Là où d’autres auraient simplement vu un terrain de jeu déconnecté du monde, les cinéastes ont perçu une toile sur laquelle peindre les contours de notre société. Ils ont choisi de ne pas se contenter d’observer de loin, mais de plonger tête la première dans cet univers numérique, incarnant leurs avatars pour explorer non seulement les paysages dévastés de ce monde virtuel, mais aussi les esprits de ceux qui y déambulent, à la recherche d’une forme de vérité, de rédemption, ou simplement d’un lieu où exister autrement.
Au-delà des clichés habituels qui associent les jeux vidéo à l’addiction et à la violence gratuite, Knit’s Island révèle une dimension bien plus profonde : celle d’un espace où la violence n’est pas seulement une pulsion, mais parfois un langage, où la solitude devient un compagnon de route, et où chaque rencontre est une lueur d’humanité dans un monde déshumanisé. Les décors, d’une beauté mélancolique, contrastent avec les mouvements rigides des avatars, mais ce sont ces mêmes avatars qui, avec leurs voix humaines, nous racontent des histoires qui semblent si réelles, sinon plus, que celles vécues « in real life ».

Knit’s Island parvient à capturer une certaine hybridité de l’expérience numérique, mêlant le réel et le virtuel de manière indissociable. Le film nous plonge dans un univers où les joueurs adoptent des rôles variés, certains devenant des figures religieuses ou des leaders de communautés, d’autres des solitaires en quête de sens dans un monde numérique désertique. Les avatars, bien que digitaux, sont imprégnés des voix et des émotions humaines qui les animent, rendant leur présence étrangement tangible.

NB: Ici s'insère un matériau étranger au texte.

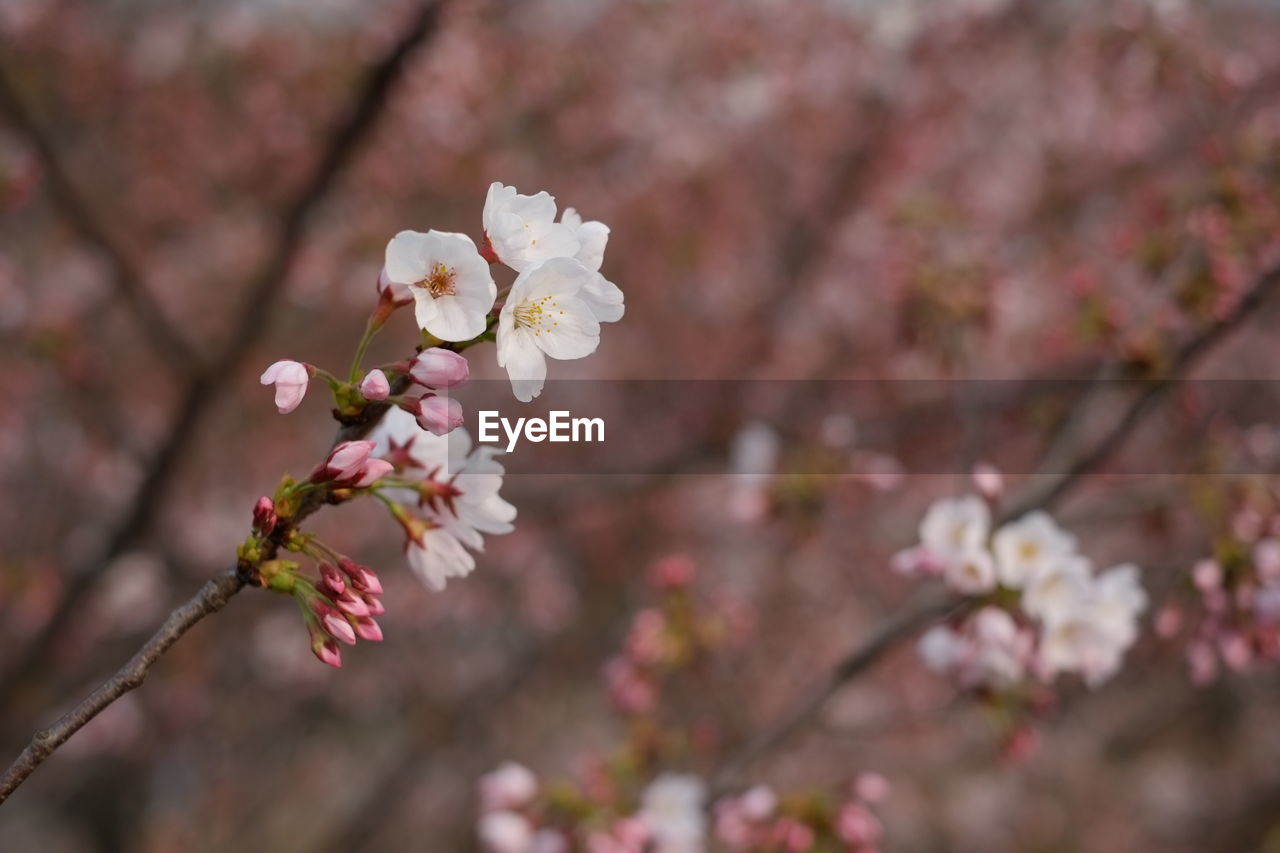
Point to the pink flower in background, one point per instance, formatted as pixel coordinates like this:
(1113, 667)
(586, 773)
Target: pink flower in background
(437, 368)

À travers les yeux numériques des avatars, nous sommes invités à contempler non seulement un monde post-apocalyptique, mais aussi les paysages intérieurs de ceux qui y vivent, jouent, et parfois se perdent. Le film capture la beauté fragile d’une humanité en quête de sens, même dans les recoins les plus inattendus.
Au terme de ce voyage, une vérité douce-amère émerge : peu importe où nous nous trouvons, nous sommes tous en quête de connexion, de communauté, et d’un lieu où nos voix, nos histoires, peuvent résonner. Knit’s Island nous rappelle que, même dans les espaces les plus dématérialisés, les émotions restent réelles, les souvenirs indélébiles, et l’humanité, vibrante.
Knit’s Island, l’île sans fin, c’est la pépite inattendue de cette année 2024, à découvrir dès maintenant en VOD.